Anche al banco del pesce stessa situazione: tante persone in coda in attesa di essere servite. Sono senza mascherina (anche se la dovrebbe indossare chi è potenzialmente portatore di contagio sarebbe una precauzione in più) e a meno di 5 centimetri di distanza. Una donna, per evitare contatti, entra nel supermercato con il volto completamente coperto da una sciarpa dando spintoni a chiunque le si avvicini: «Scusi non è maleducazione. È una questione di sicurezza», si giustifica con chi la guarda male. Anche all’Esselunga del Galluzzo le cose non vanno meglio: tutti pigiati alle casse, davanti alla salumeria, al macellaio e alla pescheria. Nei corridoi della verdura, a un certo punto, c’è una tale confusione che semmai qualcuno fosse positivo (anche) senza saperlo «impesterebbe tutti in un nanosecondo», dice una donna che cerca di uscire da quel groviglio di carrelli e ortaggi. Stesso
discorso per il Conad di via de’ Bardi, dove a parte un cartello nessuno controlla, e per quello minuscolo di via Santa Monaca, in Oltrarno: tutti in fila alle casse, calca ai banchi.

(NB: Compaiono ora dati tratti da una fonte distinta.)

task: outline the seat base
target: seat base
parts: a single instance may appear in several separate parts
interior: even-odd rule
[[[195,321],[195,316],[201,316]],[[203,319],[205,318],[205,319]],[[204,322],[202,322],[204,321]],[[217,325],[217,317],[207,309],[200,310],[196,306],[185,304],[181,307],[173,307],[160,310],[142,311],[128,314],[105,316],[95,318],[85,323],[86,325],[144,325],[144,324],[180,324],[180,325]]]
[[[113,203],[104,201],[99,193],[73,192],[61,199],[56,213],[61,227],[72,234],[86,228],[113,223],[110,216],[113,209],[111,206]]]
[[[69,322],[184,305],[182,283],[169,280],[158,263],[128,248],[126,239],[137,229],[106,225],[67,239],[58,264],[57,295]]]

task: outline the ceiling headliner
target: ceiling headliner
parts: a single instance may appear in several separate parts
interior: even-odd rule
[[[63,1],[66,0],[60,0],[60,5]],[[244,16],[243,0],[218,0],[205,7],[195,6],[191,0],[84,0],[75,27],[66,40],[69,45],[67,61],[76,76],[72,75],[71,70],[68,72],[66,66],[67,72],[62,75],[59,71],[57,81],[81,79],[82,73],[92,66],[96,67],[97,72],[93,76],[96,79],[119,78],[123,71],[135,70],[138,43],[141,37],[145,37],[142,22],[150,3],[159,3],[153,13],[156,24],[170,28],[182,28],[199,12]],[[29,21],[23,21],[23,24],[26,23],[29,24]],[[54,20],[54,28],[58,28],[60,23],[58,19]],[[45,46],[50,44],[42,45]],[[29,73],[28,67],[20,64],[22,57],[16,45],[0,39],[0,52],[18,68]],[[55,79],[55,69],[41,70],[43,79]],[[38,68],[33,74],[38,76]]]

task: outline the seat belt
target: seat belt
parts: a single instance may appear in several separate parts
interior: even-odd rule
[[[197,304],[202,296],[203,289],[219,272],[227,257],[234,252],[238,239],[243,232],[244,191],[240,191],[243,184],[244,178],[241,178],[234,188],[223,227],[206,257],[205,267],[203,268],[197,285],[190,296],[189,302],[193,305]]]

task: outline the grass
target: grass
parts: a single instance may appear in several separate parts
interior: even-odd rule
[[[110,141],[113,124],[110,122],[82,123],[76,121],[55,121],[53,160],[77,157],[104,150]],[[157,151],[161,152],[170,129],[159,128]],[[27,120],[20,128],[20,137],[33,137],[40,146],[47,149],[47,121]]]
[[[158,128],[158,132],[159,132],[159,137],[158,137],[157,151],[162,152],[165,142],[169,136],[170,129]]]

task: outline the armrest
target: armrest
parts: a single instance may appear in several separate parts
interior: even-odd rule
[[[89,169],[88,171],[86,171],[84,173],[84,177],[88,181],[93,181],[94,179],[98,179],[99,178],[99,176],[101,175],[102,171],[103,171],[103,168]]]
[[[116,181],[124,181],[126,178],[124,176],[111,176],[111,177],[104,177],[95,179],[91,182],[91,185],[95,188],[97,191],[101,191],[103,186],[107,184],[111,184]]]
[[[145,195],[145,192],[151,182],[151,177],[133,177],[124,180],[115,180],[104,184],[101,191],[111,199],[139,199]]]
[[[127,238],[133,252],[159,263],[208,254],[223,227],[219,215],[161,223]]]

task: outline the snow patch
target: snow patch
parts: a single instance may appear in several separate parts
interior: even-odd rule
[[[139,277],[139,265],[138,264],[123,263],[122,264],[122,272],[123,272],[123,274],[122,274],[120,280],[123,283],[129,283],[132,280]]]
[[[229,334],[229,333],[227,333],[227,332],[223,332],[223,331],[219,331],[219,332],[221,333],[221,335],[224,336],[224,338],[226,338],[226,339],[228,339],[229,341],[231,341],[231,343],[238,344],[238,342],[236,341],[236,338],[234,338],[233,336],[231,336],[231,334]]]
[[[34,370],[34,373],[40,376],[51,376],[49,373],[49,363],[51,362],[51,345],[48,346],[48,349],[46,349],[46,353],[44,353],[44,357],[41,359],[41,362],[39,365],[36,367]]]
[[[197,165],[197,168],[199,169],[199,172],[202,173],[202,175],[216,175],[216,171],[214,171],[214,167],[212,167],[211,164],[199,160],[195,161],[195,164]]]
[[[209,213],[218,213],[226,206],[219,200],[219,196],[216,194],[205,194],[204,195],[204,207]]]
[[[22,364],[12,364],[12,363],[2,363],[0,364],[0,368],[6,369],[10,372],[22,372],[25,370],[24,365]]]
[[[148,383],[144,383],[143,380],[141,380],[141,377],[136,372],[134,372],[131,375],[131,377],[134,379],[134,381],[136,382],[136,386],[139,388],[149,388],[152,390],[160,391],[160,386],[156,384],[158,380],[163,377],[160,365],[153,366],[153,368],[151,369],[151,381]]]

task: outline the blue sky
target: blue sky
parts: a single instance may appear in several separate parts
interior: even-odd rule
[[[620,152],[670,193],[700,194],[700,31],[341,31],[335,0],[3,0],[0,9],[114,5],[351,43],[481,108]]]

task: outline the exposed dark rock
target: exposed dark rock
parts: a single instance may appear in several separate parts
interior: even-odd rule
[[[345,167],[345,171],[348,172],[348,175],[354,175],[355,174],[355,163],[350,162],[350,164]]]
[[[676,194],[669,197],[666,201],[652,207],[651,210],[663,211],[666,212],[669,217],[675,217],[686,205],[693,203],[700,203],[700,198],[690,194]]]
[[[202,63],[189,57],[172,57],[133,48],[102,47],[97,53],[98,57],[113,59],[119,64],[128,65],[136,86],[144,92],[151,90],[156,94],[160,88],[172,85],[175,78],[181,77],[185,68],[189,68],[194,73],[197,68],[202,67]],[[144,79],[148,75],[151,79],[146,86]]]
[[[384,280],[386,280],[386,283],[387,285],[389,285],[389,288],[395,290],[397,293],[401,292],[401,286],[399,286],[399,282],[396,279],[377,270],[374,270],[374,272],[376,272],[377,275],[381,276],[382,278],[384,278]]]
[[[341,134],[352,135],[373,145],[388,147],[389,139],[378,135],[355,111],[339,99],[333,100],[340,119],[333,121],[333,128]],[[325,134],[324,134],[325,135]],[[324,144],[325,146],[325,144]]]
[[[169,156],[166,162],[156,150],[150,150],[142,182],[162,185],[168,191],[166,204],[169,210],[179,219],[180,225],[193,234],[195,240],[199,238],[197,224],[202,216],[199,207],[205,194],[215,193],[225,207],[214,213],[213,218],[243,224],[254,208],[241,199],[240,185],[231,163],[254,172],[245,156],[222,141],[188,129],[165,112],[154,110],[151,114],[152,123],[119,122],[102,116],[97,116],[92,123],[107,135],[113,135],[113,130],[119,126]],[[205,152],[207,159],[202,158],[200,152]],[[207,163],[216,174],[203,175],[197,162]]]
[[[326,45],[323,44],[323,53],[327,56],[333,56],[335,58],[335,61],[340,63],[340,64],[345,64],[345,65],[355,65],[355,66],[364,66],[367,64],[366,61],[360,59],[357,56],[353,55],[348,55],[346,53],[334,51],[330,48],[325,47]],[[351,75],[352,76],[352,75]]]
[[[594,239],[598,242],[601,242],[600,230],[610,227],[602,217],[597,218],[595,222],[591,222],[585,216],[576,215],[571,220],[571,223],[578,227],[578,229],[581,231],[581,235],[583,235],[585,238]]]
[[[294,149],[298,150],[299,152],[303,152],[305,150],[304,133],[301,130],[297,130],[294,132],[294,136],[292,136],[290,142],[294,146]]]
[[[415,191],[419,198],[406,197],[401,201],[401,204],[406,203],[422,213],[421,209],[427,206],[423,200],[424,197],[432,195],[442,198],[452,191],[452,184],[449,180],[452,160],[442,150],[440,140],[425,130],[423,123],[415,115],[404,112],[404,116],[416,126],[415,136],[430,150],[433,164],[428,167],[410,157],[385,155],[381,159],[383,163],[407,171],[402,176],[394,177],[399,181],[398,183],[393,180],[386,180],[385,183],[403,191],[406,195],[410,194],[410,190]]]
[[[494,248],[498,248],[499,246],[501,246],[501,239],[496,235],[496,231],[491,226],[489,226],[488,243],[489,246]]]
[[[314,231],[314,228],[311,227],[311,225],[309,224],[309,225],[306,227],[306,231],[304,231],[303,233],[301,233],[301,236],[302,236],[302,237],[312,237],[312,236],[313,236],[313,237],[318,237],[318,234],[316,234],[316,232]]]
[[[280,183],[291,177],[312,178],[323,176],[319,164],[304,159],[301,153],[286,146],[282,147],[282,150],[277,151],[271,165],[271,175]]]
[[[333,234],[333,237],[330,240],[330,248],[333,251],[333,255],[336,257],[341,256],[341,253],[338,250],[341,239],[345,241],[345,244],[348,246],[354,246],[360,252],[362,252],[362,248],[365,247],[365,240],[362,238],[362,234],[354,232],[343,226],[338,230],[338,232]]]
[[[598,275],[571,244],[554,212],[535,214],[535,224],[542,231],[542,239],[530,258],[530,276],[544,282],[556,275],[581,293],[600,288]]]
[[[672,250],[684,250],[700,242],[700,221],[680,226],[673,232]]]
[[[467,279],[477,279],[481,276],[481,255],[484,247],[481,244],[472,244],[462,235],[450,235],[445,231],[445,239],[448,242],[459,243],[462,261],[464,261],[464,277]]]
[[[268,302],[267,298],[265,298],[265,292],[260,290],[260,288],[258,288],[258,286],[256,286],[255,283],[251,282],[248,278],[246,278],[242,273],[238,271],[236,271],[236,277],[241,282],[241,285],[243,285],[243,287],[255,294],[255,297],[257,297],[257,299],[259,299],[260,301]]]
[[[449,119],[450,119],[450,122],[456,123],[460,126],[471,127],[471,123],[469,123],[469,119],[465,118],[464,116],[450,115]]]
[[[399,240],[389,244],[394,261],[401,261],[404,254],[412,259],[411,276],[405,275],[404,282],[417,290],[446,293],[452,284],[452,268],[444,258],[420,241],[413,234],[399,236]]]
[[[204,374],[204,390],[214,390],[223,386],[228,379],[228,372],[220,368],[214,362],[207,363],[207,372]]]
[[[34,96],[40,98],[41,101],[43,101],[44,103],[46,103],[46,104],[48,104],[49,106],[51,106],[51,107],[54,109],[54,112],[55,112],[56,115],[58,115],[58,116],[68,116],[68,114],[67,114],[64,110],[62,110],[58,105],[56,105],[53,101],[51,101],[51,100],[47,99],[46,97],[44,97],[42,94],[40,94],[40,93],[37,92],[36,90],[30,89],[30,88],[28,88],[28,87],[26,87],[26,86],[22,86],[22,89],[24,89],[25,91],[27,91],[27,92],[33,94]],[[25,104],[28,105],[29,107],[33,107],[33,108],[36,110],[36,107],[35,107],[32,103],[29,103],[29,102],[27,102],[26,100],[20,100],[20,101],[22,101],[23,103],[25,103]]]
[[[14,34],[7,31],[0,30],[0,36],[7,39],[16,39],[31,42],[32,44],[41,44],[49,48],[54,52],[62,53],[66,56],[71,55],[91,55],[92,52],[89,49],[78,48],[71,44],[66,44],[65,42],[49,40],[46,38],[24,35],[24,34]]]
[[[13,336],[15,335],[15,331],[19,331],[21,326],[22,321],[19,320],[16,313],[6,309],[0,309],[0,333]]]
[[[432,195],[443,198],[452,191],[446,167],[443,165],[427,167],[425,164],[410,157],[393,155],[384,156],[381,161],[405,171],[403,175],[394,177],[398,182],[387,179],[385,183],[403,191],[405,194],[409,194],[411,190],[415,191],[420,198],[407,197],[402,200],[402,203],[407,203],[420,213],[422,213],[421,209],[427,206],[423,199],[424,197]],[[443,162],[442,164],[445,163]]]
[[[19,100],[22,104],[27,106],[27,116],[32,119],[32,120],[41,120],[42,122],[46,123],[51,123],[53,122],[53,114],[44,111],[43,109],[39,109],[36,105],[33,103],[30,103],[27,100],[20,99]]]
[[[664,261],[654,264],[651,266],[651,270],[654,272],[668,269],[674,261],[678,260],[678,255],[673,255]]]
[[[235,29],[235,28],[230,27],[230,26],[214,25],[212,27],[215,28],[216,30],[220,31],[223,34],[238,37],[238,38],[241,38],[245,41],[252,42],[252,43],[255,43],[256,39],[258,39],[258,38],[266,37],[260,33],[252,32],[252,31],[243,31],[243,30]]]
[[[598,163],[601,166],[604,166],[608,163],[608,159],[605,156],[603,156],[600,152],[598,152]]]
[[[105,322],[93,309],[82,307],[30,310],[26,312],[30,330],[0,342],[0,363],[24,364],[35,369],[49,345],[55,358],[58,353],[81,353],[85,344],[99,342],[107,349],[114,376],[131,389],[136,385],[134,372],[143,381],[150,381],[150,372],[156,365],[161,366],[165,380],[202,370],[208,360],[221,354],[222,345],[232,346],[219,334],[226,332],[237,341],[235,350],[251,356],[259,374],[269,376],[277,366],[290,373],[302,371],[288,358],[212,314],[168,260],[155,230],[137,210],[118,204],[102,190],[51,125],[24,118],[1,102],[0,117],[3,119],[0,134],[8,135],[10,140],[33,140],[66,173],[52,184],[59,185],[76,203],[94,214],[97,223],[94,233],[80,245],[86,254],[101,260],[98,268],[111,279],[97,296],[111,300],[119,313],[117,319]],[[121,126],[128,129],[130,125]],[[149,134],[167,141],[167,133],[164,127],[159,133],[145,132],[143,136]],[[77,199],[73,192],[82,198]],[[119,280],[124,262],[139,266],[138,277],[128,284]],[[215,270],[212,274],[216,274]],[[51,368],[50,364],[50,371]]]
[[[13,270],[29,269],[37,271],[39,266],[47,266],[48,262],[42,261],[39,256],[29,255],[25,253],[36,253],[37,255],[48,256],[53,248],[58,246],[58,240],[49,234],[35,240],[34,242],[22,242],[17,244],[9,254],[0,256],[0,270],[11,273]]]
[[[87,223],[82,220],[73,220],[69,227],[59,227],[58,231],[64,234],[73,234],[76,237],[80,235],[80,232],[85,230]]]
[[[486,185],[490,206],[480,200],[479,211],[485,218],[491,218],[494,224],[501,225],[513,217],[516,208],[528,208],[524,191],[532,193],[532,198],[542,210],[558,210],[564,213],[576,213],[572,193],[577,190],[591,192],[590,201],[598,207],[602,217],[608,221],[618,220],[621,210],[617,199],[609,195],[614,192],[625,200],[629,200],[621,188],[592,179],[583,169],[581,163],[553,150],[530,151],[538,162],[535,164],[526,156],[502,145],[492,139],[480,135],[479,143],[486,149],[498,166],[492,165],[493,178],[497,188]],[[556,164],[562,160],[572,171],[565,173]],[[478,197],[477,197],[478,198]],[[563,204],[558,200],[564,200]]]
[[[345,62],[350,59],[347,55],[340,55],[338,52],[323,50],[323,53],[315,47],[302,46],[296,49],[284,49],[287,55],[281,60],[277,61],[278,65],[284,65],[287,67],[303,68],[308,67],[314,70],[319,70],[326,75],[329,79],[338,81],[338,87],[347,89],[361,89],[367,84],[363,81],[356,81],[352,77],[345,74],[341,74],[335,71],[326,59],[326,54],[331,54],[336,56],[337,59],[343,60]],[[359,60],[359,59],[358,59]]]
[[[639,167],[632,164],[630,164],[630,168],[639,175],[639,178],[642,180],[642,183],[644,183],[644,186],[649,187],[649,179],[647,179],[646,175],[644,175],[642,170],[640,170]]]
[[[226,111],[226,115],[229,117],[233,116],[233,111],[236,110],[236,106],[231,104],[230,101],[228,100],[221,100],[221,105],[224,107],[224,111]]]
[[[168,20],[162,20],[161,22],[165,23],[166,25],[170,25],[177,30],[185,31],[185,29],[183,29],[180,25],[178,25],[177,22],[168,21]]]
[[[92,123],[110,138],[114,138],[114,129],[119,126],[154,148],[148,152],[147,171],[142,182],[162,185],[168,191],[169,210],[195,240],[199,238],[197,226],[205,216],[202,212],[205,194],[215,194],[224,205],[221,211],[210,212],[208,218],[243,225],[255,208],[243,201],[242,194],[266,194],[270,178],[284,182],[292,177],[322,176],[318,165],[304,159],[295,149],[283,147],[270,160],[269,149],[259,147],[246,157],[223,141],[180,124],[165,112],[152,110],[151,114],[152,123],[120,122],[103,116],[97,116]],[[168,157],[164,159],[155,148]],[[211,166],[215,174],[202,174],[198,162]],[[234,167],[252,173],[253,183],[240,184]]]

Se nelle palestre la protezione da droplet pare applicabile (anche se resta il problema degli spogliatoi), nei musei si alternano situazioni in cui la gente si tiene a distanza a situazioni in cui si è pigiati l’uno con l’altro.
Agli Uffizi, per esempio, ieri c’era giusto un po’ di calca all’ingresso principale, va detto però che i custodi erano ben attenti a tenere i visitatori lontani. Lunghe code, senza alcuna distanza di sicurezza, per la cattedrale e per visitare il Cupolone del Brunelleschi: nonostante una piazza completamente libera, i turisti hanno preferito attendere il proprio turno vicini vicini. Va malissimo nei bar e nei negozi del centro e della periferia: «La direttiva del governo è difficile da applicare. Chi glielo dice al barista che deve distanziare i clienti al banco?», spiega un cameriere di Scudieri. Il decreto parla di sole due persone per tavolino. Un vincolo facile da scrivere, ma a ben vedere difficile da far rispettare più del metro di sicurezza.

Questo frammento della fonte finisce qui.